2020年 08月 24日
「ホロウ・クラウン/嘆きの王冠 リチャード3世」
The Hollow Crown : Richard III」2016 UK

エドワードが王座につき弟のリチャードは兄をサポートするかに見えたが、王座を虎視眈々と狙うこの男は次々と邪魔者を消していく(エドワード4世は病死)。やがて念願の王座を手に入れリチャード3世となったが平和な日は訪れなかった…
リチャードは悪知恵が働く心がひねくれた人間だった。生まれつき背中にコブがある醜い体が劣等感をさらに高める。常にブツブツとつぶやき、イライラと机に指を叩きつける。そんなリチャードに側近のバッキンガム公や、生みの母セシルは恐怖を覚え始める。やがてセシルは”自分の子宮にいたのが間違いだった!”とリチャードに言い放つ。
セシル、王妃エリザベス、マーガレットはリチャードを呪い、ランカスター派のリッチモンド伯ヘンリー・テューダーはフランスから兵を集める。ボズワースの戦いでヘンリーはリチャードを倒し王座についた。そしてヘンリー7世が誕生する。
王座を狙うリチャードはエドワード4世の弟で、自身の兄クラレンス公ジョージを殺害。その上エドワード4世の邪魔な二人の王子も殺害するよう側近に命令する。

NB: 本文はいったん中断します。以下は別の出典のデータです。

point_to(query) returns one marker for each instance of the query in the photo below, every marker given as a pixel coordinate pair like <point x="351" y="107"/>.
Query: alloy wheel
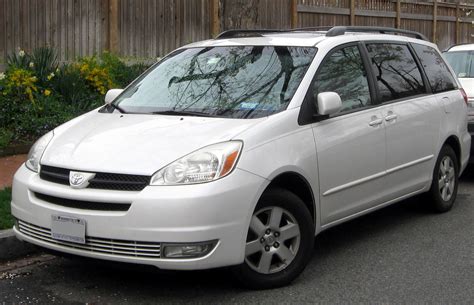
<point x="446" y="178"/>
<point x="273" y="240"/>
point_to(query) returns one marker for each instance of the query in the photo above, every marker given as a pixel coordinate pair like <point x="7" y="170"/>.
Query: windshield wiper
<point x="183" y="113"/>
<point x="120" y="109"/>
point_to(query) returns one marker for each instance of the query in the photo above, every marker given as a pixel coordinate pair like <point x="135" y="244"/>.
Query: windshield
<point x="462" y="63"/>
<point x="234" y="82"/>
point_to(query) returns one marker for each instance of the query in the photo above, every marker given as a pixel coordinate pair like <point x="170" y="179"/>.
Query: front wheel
<point x="279" y="241"/>
<point x="444" y="186"/>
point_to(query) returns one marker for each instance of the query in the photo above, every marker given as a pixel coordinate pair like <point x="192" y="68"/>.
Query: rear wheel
<point x="444" y="186"/>
<point x="279" y="241"/>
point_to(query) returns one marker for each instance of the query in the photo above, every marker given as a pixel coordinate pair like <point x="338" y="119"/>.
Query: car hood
<point x="135" y="143"/>
<point x="468" y="86"/>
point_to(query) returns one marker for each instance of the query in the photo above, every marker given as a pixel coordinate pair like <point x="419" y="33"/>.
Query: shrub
<point x="96" y="74"/>
<point x="37" y="94"/>
<point x="44" y="64"/>
<point x="74" y="90"/>
<point x="21" y="83"/>
<point x="5" y="137"/>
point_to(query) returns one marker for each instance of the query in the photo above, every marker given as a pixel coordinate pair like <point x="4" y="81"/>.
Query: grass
<point x="6" y="219"/>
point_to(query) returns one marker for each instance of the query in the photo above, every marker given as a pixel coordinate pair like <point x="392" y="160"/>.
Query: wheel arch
<point x="298" y="185"/>
<point x="454" y="143"/>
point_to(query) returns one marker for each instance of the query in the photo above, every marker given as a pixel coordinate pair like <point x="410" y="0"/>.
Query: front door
<point x="350" y="144"/>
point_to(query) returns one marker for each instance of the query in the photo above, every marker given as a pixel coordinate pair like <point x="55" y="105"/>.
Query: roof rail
<point x="331" y="31"/>
<point x="341" y="30"/>
<point x="455" y="45"/>
<point x="246" y="33"/>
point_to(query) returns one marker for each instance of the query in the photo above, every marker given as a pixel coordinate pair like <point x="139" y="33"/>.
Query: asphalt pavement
<point x="402" y="254"/>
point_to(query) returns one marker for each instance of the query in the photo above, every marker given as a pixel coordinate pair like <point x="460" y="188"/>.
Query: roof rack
<point x="246" y="33"/>
<point x="331" y="31"/>
<point x="341" y="30"/>
<point x="455" y="45"/>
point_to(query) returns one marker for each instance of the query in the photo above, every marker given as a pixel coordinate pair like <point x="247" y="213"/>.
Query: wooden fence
<point x="151" y="28"/>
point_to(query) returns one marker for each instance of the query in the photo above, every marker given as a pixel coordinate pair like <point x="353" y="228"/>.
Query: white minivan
<point x="239" y="150"/>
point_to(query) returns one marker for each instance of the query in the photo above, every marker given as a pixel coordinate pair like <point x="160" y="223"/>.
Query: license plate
<point x="68" y="228"/>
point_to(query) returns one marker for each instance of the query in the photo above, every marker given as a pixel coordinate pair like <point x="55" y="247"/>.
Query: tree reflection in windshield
<point x="240" y="82"/>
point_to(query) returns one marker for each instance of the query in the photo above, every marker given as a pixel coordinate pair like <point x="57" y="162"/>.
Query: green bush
<point x="37" y="94"/>
<point x="5" y="137"/>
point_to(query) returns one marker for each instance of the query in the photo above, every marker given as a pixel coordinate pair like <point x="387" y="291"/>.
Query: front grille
<point x="84" y="205"/>
<point x="470" y="127"/>
<point x="116" y="247"/>
<point x="105" y="181"/>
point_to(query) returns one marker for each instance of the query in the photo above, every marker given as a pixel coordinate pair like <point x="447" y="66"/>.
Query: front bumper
<point x="219" y="210"/>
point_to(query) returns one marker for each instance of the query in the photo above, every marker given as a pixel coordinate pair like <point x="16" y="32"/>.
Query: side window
<point x="343" y="72"/>
<point x="396" y="71"/>
<point x="435" y="68"/>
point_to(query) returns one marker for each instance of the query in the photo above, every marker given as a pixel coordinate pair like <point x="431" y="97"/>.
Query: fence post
<point x="435" y="16"/>
<point x="215" y="21"/>
<point x="456" y="40"/>
<point x="398" y="22"/>
<point x="352" y="11"/>
<point x="294" y="13"/>
<point x="114" y="46"/>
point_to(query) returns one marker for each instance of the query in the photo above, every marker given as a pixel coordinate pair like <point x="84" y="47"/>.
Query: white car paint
<point x="351" y="166"/>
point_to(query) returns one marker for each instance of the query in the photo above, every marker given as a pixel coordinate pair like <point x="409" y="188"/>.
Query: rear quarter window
<point x="439" y="76"/>
<point x="396" y="71"/>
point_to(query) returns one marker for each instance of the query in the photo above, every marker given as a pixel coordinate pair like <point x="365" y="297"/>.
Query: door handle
<point x="391" y="117"/>
<point x="375" y="122"/>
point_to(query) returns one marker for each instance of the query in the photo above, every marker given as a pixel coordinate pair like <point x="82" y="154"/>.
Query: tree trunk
<point x="239" y="14"/>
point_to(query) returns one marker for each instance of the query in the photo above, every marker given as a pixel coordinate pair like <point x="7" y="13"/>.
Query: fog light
<point x="183" y="250"/>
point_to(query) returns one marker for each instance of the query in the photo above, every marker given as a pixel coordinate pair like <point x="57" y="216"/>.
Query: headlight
<point x="204" y="165"/>
<point x="36" y="151"/>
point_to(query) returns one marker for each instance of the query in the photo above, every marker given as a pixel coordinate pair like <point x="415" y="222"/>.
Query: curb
<point x="12" y="248"/>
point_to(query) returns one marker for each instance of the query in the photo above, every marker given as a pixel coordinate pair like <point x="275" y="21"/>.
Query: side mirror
<point x="111" y="95"/>
<point x="329" y="103"/>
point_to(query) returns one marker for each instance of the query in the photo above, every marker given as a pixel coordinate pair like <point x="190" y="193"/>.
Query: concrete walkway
<point x="8" y="167"/>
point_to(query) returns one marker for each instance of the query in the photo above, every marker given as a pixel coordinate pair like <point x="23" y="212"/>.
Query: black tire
<point x="435" y="195"/>
<point x="289" y="203"/>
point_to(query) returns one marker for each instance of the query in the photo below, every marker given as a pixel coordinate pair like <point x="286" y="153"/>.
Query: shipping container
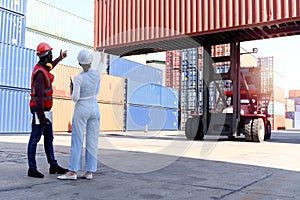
<point x="17" y="6"/>
<point x="288" y="123"/>
<point x="143" y="93"/>
<point x="63" y="109"/>
<point x="279" y="122"/>
<point x="279" y="108"/>
<point x="290" y="105"/>
<point x="297" y="108"/>
<point x="16" y="65"/>
<point x="112" y="117"/>
<point x="169" y="97"/>
<point x="278" y="94"/>
<point x="161" y="65"/>
<point x="294" y="94"/>
<point x="247" y="59"/>
<point x="48" y="19"/>
<point x="134" y="71"/>
<point x="143" y="118"/>
<point x="135" y="26"/>
<point x="112" y="89"/>
<point x="15" y="116"/>
<point x="12" y="28"/>
<point x="296" y="123"/>
<point x="33" y="38"/>
<point x="62" y="75"/>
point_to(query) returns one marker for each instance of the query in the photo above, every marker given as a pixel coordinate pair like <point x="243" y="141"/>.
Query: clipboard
<point x="48" y="115"/>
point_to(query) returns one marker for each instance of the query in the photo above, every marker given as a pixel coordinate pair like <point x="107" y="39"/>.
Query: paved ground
<point x="164" y="166"/>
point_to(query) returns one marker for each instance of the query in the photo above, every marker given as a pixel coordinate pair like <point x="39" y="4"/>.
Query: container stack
<point x="191" y="83"/>
<point x="16" y="64"/>
<point x="148" y="104"/>
<point x="293" y="108"/>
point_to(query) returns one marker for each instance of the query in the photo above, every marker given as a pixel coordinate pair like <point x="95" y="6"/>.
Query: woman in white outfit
<point x="86" y="118"/>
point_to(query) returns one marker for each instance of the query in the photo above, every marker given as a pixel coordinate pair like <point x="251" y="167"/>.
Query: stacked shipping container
<point x="293" y="107"/>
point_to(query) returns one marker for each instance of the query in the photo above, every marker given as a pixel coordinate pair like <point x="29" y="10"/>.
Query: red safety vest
<point x="48" y="87"/>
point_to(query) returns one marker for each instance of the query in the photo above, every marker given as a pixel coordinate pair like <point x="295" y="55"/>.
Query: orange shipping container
<point x="62" y="114"/>
<point x="61" y="84"/>
<point x="112" y="89"/>
<point x="111" y="117"/>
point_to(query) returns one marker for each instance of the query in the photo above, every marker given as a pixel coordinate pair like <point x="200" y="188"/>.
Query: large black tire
<point x="194" y="128"/>
<point x="268" y="131"/>
<point x="258" y="130"/>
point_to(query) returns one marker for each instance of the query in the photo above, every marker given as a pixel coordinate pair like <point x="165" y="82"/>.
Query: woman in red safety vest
<point x="40" y="106"/>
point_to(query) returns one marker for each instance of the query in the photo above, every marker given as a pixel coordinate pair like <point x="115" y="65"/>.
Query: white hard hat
<point x="85" y="57"/>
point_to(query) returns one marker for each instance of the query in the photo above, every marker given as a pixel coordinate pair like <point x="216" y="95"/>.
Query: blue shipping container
<point x="151" y="94"/>
<point x="134" y="71"/>
<point x="16" y="65"/>
<point x="140" y="118"/>
<point x="32" y="39"/>
<point x="18" y="6"/>
<point x="169" y="97"/>
<point x="15" y="116"/>
<point x="12" y="28"/>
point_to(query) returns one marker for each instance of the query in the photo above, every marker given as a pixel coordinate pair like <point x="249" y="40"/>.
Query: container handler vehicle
<point x="239" y="109"/>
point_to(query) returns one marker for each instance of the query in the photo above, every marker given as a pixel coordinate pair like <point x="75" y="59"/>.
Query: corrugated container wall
<point x="290" y="105"/>
<point x="119" y="23"/>
<point x="16" y="65"/>
<point x="17" y="6"/>
<point x="150" y="118"/>
<point x="112" y="117"/>
<point x="12" y="28"/>
<point x="15" y="116"/>
<point x="61" y="83"/>
<point x="112" y="89"/>
<point x="54" y="21"/>
<point x="134" y="71"/>
<point x="294" y="93"/>
<point x="279" y="122"/>
<point x="289" y="123"/>
<point x="143" y="93"/>
<point x="33" y="38"/>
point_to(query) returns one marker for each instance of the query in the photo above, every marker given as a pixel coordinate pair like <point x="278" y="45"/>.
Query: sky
<point x="284" y="49"/>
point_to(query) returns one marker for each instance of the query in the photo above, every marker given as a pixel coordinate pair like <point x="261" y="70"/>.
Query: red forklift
<point x="239" y="109"/>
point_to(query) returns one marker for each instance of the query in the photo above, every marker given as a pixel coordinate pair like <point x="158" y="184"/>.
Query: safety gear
<point x="49" y="66"/>
<point x="85" y="57"/>
<point x="63" y="54"/>
<point x="43" y="49"/>
<point x="48" y="88"/>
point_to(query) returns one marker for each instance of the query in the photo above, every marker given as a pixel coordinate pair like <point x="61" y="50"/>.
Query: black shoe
<point x="35" y="173"/>
<point x="56" y="169"/>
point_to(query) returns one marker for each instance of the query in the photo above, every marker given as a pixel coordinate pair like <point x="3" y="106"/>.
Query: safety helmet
<point x="85" y="57"/>
<point x="43" y="49"/>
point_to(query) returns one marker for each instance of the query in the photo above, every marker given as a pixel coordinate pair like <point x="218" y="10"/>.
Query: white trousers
<point x="86" y="117"/>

カンバーバッチが邪魔者(子供も…)を次々と殺害する悪魔のような男を演じているが、顔的にはあまり悪魔っぽく見えない。
ジュディ・デンチはさすがの貫禄。
リチャードは薔薇戦争最後を飾る王で戦死した最後のイングランド王。
ヘンリー7世はエドワード4世のプリンセスだったエリザベス・オブ・ヨークと結婚しヘンリー8世(エリザベス1世の父)が誕生した。
ヘンリー5世は平和を願い、息子ヘンリー6世も平和主義で敬虔な人物であり博愛心も合わせ持っていた。30年にも渡って争いが繰り返された王位をめぐる権力戦争である薔薇戦争(ヨーク家/白薔薇とランカスター家/赤薔薇の戦い)は終結したが、イングランドとフランスの間には薔薇戦争の前にも百年戦争があり、ナポレオンの時代(ナポレオン戦争/19世紀初頭)まで戦争は繰り返された。
グロスター公リチャード(リチャード3世)に「ホロウ・クラウン/嘆きの王冠 ヘンリー6世 Part2/2016」のベネディクト・カンバーバッチ。
ヨーク公夫人セシル・ネヴィルに「シェイクスピアの庭/2018」のジュディ・デンチ。
マーガレット・オブ・アンジュー(元王妃)に「ホロウ・クラウン/嘆きの王冠 ヘンリー6世 Part2」ソフィー・オコネドー。
王妃エリザベスに「ホロウ・クラウン/嘆きの王冠 ヘンリー6世 Part2」のキーリー・ホーズ。
エドワード4世に「ホロウ・クラウン/嘆きの王冠 ヘンリー6世 Part2」のジョフリー・ストリートフェイルド。
クラレンス公ジョージに「ホロウ・クラウン/嘆きの王冠 ヘンリー6世 Part2」のサム・トゥルートン。
バッキンガム公に「オン・ザ・ハイウェイ その夜、86分/2013」のベン・ダニエルズ。
アン・ネヴィル(リチャード3世の王妃)に「イントゥ・ザ・スカイ 気球で未来を変えたふたり/2019」のフィービー・フォックス。
リッチモンド伯ヘンリー・テューダーに「ボブという名の猫 幸せのハイタッチ/2016」のルーク・トレッダウェイ。
監督は「ホロウ・クラウン/嘆きの王冠 ヘンリー6世 Part2」のドミニク・クック。
ウィリアム・シェイクスピアの歴史劇を基に製作された「ホロウ・クラウン/嘆きの王冠」は素晴らしい作品だった。ヨーロッパ古典ものの大ファンなので、2017年に公開された時鑑賞できなくて残念だったが、今回2週間限定公開があり、1週間毎日シネ・リーブル池袋に通った。ゴージャスな歴史ドラマやはり劇場で観て良かった。
俳優たちもとてもゴージャスで、王を演じるベン・ウィショー、ジェレミー・アイアンズ、トム・ヒドルストン、トム・スターリッジ、ベネディクト・カンバーバッチ、そして王妃のソフィー・オコネドー。皆それぞれに素晴らしかったけど、やはりベン・ウィショーが最高だった。弱気のトム・スターリッジ&強気のソフィー・オコネドーのカップルもナイスだった。で、一番クールだったのはトム・ヒドルストン。これは役柄(ヘンリー5世)のせいもある。カンバーバッチに悪魔のように描かれる王は似合わない気もしたけど...。